Random plan selection in DBT-3

From: ITAGAKI Takahiro <itagaki(dot)takahiro(at)oss(dot)ntt(dot)co(dot)jp>
To: pgsql-hackers(at)postgresql(dot)org
Subject: Random plan selection in DBT-3
Date: 2008-01-07 02:34:12
Message-ID: 20080107112257.647E.ITAGAKI.TAKAHIRO@oss.ntt.co.jp
Views: Raw Message | Whole Thread | Download mbox | Resend email
Thread:
Lists: pgsql-hackers

I tested 8.3beta4 with DBT-3 (TPC-H) and found unstable selection of plans.
Planner randomly selected two types of plans (A, B) when I repeated EXPLAIN.

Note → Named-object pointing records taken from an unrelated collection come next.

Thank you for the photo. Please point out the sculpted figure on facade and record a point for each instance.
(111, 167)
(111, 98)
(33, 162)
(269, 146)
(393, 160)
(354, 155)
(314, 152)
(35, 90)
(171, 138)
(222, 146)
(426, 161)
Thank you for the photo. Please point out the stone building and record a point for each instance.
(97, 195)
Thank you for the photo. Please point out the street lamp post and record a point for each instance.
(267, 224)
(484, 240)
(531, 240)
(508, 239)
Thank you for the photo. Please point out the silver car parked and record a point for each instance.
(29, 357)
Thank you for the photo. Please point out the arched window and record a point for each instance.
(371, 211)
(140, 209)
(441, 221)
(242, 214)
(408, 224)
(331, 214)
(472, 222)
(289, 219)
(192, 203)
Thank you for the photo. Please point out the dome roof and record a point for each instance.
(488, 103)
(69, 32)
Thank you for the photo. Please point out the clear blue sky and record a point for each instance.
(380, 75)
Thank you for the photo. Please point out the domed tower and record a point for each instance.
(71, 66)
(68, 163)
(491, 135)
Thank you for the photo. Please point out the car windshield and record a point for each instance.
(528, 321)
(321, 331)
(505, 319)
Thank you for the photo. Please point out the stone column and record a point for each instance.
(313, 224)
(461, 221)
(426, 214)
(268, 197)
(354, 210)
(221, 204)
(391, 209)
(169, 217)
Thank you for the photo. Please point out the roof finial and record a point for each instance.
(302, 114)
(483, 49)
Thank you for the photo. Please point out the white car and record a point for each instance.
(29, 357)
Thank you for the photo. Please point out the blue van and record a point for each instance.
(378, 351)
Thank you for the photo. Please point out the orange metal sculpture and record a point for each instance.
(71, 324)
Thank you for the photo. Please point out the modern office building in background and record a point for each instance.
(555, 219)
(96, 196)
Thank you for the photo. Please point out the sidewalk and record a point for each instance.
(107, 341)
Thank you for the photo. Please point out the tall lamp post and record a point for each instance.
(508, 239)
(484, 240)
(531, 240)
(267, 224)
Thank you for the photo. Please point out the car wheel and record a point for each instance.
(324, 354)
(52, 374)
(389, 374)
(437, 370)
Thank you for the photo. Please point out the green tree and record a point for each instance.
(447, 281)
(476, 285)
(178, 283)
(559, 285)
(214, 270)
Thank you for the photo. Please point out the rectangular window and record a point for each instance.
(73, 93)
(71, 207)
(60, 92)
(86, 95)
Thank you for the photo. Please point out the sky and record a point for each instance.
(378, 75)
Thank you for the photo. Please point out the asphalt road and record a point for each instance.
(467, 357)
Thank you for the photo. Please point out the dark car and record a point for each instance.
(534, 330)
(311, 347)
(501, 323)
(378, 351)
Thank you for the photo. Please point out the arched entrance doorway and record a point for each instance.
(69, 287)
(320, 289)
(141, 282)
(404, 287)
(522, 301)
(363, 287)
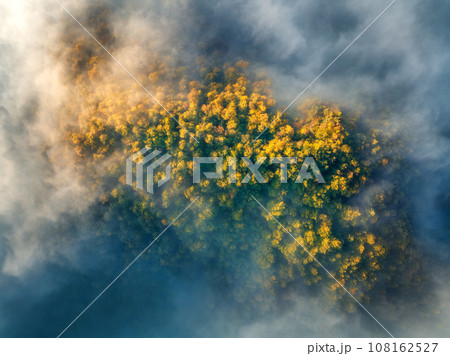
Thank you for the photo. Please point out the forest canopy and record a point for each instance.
(355, 223)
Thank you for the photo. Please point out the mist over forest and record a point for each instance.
(376, 123)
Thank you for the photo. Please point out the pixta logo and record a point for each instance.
(143, 160)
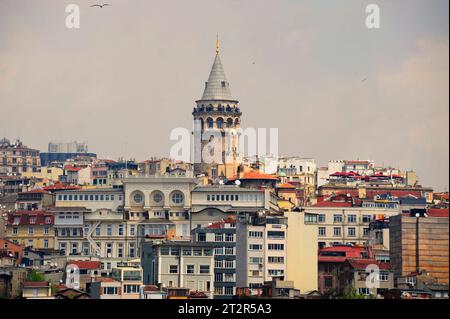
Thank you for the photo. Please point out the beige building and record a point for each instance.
(131, 280)
(301, 267)
(419, 244)
(17, 158)
(179, 264)
(50, 173)
(346, 225)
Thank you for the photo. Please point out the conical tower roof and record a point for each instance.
(217, 87)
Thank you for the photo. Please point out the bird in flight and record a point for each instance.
(100, 5)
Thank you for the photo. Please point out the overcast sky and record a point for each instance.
(131, 73)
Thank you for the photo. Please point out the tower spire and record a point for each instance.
(217, 44)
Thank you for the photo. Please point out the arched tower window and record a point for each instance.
(219, 122)
(210, 122)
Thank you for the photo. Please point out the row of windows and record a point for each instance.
(186, 251)
(190, 269)
(337, 231)
(31, 230)
(338, 218)
(85, 249)
(85, 197)
(229, 264)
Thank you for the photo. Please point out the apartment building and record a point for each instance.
(158, 205)
(179, 264)
(131, 281)
(16, 158)
(222, 235)
(261, 250)
(345, 225)
(31, 229)
(419, 243)
(215, 203)
(301, 263)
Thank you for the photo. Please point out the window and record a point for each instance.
(74, 249)
(85, 248)
(138, 198)
(177, 198)
(204, 269)
(351, 231)
(276, 246)
(364, 291)
(173, 269)
(157, 198)
(383, 276)
(328, 282)
(110, 290)
(365, 232)
(190, 269)
(276, 260)
(229, 291)
(255, 260)
(337, 231)
(131, 250)
(321, 218)
(366, 218)
(275, 234)
(337, 218)
(255, 234)
(276, 272)
(322, 231)
(131, 289)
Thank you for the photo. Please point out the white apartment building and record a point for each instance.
(346, 225)
(260, 249)
(216, 202)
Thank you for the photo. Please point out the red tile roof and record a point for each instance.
(364, 263)
(286, 185)
(36, 284)
(60, 186)
(85, 264)
(254, 175)
(437, 212)
(24, 217)
(36, 191)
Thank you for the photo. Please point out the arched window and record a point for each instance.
(177, 197)
(210, 122)
(219, 122)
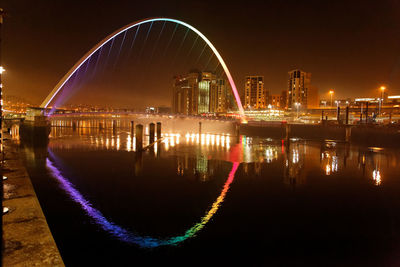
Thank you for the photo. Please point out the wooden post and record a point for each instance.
(287, 130)
(139, 137)
(151, 133)
(132, 127)
(237, 132)
(114, 125)
(158, 130)
(348, 133)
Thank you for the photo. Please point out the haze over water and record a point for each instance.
(196, 199)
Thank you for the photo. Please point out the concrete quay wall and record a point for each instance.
(26, 236)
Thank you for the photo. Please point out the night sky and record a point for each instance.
(350, 46)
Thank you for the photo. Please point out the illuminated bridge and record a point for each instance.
(84, 62)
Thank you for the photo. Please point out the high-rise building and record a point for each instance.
(220, 96)
(298, 86)
(276, 101)
(200, 92)
(313, 97)
(255, 95)
(185, 94)
(284, 99)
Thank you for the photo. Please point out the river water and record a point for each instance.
(214, 199)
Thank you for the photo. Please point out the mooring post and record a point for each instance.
(132, 127)
(114, 125)
(151, 132)
(237, 132)
(287, 130)
(348, 133)
(139, 137)
(158, 130)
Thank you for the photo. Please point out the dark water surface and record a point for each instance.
(208, 200)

One of the conditions is used in Seq Scan Filter in Plan A. In contrast,
the same condition is used in Hash Join filter in Plan B. Plan A is
faster than B because the condition is used early. Cost of the plan A is
also cheap then B (A:307307.47 vs. B:351706.51).

Where did the randomness come from? Are there large randomness in planner?
I wonder why the worse plan is picked in spite of significantly different costs.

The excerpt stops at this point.